A 2019 Temple College graduate, Abulhawa mentioned she was learning in Palestine in 2016. She mentioned the Canary Mission’s part on her involvement with Temple’s College students for Justice in Palestine membership was deceptive, provided that a number of the listed incidents involving the membership happened earlier than she was a scholar there.
The location additionally notes Abulhawa’s participation in an anti-Israel protest along with her mom, a Palestinian writer.
No matter statements Abulhawa made in years previous on social media “are usually not as necessary as the choice to terminate her and the best way she was terminated,” mentioned Timothy Welbeck, a lawyer with CAIR-Philadelphia, which argues that Agnes Irwin discriminated in opposition to Abulhawa in violation of the federal Civil Rights Act of 1964 and the Pennsylvania Human Relations Act.
Within the grievance filed with the EEOC, CAIR mentioned Abulhawa had realized of “considerably comparable social media posts” made by different Agnes Irwin staff who weren’t reprimanded or fired.
Abulhawa mentioned she wasn’t allowed to supply any rationalization after the college’s athletic director notified her that oldsters and college members had made complaints associated to the Canary Mission’s website.
In a subsequent assembly with the top of faculty, Abulhawa mentioned she was informed that her termination was efficient instantly.
“That was the half that was most tough: You fell into this hate platform profiling me, and also you gave them what they wished,” she mentioned.

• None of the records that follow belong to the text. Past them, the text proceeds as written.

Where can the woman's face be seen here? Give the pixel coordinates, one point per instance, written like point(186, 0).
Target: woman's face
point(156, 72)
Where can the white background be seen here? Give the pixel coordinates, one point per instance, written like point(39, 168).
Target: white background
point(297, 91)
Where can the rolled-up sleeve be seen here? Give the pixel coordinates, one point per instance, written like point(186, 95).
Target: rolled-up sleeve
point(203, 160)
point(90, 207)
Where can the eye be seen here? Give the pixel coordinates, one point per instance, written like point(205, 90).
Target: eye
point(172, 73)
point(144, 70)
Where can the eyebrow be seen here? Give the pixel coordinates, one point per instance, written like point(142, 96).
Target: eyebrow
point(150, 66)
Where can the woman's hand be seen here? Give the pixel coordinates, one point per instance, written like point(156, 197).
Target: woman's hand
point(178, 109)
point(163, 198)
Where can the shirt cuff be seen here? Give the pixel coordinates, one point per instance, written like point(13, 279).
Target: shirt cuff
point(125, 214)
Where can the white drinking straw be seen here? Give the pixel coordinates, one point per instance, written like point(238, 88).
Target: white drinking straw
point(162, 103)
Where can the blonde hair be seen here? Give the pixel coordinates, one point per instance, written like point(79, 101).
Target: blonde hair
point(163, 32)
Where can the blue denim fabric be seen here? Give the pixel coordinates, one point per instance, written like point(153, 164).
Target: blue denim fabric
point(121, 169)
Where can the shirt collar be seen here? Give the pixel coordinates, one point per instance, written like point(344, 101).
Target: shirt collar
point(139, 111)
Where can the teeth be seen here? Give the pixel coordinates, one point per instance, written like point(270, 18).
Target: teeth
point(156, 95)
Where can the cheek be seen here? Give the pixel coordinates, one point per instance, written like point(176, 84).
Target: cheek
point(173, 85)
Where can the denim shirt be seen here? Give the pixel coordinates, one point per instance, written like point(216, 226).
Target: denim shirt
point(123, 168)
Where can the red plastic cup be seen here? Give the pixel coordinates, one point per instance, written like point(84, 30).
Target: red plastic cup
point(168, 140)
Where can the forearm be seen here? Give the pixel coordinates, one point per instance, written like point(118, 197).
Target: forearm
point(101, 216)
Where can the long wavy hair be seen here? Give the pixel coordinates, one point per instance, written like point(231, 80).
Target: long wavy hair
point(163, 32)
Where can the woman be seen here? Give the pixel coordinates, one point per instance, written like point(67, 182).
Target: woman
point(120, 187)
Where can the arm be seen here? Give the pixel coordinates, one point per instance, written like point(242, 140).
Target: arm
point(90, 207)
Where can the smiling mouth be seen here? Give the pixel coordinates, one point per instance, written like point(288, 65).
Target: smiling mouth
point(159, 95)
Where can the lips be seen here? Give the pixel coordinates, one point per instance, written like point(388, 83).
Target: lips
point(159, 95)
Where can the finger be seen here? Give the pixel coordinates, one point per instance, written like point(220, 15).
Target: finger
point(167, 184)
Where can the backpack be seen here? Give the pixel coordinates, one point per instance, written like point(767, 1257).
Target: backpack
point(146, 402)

A spokesperson for Agnes Irwin mentioned the college “is conscious of a pending grievance with the U.S. Equal Employment Alternative Fee (EEOC) involving a former worker” however declined to remark particularly on the case.
“We will share that Agnes Irwin has a longtime equal employment alternative coverage that prohibits discrimination of any form,” mentioned the spokesperson, Jubin Kwon. “Respect is a core worth of our college, and we try to deal with all with dignity and understanding, welcoming variations in backgrounds, views, and cultures. We additionally consider that our college have to be a secure house for all members to be taught, train and work collaboratively.”

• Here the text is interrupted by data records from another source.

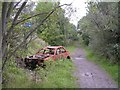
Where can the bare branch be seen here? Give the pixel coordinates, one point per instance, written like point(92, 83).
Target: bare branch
point(30, 17)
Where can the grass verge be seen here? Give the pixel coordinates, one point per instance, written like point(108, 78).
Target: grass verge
point(112, 69)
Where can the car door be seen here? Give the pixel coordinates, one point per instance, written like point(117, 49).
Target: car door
point(58, 55)
point(63, 53)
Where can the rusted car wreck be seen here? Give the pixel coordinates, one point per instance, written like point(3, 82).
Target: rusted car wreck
point(44, 54)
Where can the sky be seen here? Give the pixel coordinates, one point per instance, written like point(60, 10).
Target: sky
point(79, 5)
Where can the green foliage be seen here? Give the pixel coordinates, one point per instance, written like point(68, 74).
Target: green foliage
point(57, 30)
point(99, 30)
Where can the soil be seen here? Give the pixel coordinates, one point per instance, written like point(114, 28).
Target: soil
point(89, 74)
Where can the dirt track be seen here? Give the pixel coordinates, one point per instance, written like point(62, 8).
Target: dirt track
point(88, 74)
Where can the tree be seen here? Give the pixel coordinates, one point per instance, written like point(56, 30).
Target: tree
point(10, 18)
point(101, 26)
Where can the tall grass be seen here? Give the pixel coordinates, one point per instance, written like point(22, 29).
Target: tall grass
point(112, 69)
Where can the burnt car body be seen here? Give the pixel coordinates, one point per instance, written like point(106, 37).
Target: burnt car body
point(44, 54)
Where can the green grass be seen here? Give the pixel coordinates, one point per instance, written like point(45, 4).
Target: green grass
point(112, 69)
point(59, 75)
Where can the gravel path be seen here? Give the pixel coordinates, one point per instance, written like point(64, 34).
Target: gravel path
point(88, 74)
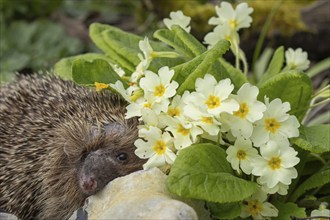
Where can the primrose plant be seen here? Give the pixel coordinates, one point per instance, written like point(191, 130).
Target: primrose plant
point(240, 146)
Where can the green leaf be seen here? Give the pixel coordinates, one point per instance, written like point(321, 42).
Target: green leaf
point(292, 87)
point(317, 180)
point(225, 210)
point(181, 41)
point(275, 65)
point(262, 62)
point(98, 70)
point(187, 73)
point(288, 210)
point(319, 67)
point(201, 171)
point(63, 68)
point(123, 48)
point(99, 34)
point(228, 71)
point(315, 139)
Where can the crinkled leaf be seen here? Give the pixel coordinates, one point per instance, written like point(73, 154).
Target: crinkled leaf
point(262, 63)
point(88, 72)
point(63, 68)
point(317, 180)
point(181, 41)
point(201, 171)
point(225, 210)
point(315, 139)
point(187, 73)
point(98, 32)
point(123, 48)
point(292, 87)
point(275, 65)
point(289, 210)
point(226, 70)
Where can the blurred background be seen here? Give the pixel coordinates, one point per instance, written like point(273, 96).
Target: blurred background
point(35, 34)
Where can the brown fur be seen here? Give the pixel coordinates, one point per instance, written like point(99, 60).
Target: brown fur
point(47, 125)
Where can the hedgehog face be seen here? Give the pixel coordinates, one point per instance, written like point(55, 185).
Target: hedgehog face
point(107, 152)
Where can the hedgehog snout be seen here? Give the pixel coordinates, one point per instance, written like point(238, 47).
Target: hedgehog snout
point(88, 184)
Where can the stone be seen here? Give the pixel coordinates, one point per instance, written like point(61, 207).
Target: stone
point(140, 195)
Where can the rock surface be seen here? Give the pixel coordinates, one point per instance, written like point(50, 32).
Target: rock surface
point(140, 195)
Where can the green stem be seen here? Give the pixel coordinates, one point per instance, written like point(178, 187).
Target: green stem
point(168, 54)
point(264, 31)
point(245, 64)
point(320, 103)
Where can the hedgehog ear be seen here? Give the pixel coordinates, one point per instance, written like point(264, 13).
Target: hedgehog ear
point(69, 151)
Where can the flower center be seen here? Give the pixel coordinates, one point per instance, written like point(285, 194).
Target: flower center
point(241, 154)
point(147, 105)
point(212, 102)
point(173, 112)
point(274, 163)
point(272, 125)
point(254, 207)
point(207, 120)
point(183, 130)
point(242, 111)
point(233, 23)
point(159, 90)
point(160, 147)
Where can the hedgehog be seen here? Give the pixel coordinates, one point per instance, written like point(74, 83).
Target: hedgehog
point(60, 143)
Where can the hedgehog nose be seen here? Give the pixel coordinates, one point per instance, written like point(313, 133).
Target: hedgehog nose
point(89, 184)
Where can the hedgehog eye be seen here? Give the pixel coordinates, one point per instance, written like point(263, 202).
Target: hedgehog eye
point(122, 156)
point(83, 156)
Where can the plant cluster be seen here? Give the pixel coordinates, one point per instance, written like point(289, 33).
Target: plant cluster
point(242, 146)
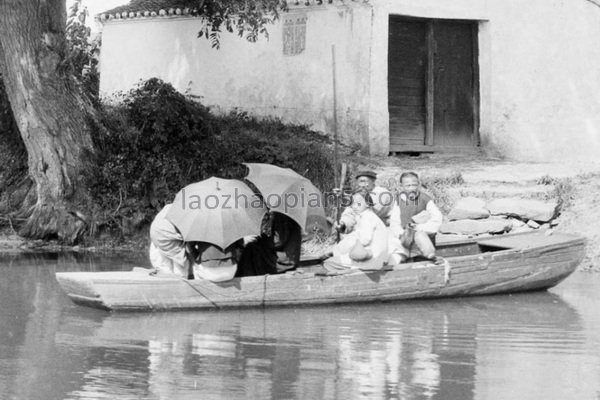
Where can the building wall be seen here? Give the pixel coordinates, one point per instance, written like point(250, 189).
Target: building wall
point(539, 72)
point(545, 79)
point(255, 77)
point(538, 69)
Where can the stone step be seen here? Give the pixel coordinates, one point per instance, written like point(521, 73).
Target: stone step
point(494, 190)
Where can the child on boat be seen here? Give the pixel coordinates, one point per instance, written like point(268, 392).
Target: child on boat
point(366, 246)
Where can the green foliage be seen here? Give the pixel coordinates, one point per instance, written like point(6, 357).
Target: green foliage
point(82, 51)
point(155, 140)
point(248, 18)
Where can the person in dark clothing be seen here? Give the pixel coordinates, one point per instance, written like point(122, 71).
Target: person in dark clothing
point(275, 250)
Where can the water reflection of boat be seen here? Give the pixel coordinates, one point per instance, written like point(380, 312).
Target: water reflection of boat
point(415, 349)
point(504, 264)
point(282, 323)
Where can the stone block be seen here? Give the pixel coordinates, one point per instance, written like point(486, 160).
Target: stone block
point(526, 209)
point(476, 226)
point(516, 223)
point(468, 208)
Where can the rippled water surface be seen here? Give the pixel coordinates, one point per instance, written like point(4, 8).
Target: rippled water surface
point(531, 346)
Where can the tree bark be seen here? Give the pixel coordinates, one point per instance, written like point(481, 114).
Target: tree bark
point(50, 112)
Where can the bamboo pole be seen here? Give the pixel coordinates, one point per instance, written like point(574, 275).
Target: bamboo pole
point(335, 130)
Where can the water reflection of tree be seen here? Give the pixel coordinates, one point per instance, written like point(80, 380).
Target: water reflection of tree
point(35, 365)
point(392, 351)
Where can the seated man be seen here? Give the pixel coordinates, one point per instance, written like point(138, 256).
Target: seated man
point(383, 201)
point(414, 221)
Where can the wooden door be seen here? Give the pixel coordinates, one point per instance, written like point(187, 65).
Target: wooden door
point(453, 93)
point(407, 76)
point(432, 84)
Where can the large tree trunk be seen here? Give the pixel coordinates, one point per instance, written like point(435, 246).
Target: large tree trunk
point(50, 113)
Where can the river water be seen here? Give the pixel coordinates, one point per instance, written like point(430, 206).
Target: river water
point(542, 345)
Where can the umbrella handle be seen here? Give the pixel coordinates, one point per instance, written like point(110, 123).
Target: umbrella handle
point(339, 196)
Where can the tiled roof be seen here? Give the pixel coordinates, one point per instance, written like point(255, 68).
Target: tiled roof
point(161, 8)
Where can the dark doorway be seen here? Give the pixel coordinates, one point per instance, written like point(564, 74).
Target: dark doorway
point(432, 85)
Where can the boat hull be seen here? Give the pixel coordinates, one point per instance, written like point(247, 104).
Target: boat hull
point(518, 263)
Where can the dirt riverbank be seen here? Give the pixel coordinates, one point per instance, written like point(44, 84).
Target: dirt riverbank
point(579, 216)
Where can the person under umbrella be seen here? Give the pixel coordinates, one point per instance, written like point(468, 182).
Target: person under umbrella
point(201, 232)
point(167, 247)
point(295, 207)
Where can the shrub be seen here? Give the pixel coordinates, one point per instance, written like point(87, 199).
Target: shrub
point(155, 140)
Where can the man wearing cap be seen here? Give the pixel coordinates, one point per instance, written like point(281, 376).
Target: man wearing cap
point(382, 198)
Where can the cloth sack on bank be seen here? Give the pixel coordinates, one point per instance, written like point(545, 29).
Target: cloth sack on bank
point(359, 252)
point(408, 237)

A lawsuit in opposition to the college might be doable, however the EEOC has to situation a discovering first, Welbeck mentioned.
Abulhawa mentioned she’s struggled to search out full-time work because the firing and is working for one more college per diem, filling in for a buddy on maternity depart.
Whereas she was conscious of the Canary Mission’s profile of her, Abulhawa mentioned she was “caught off guard” when the college cited it in her termination, regardless of no point out throughout what she mentioned was an in any other case thorough hiring course of.
“A easy Google search would have introduced this up,” she mentioned.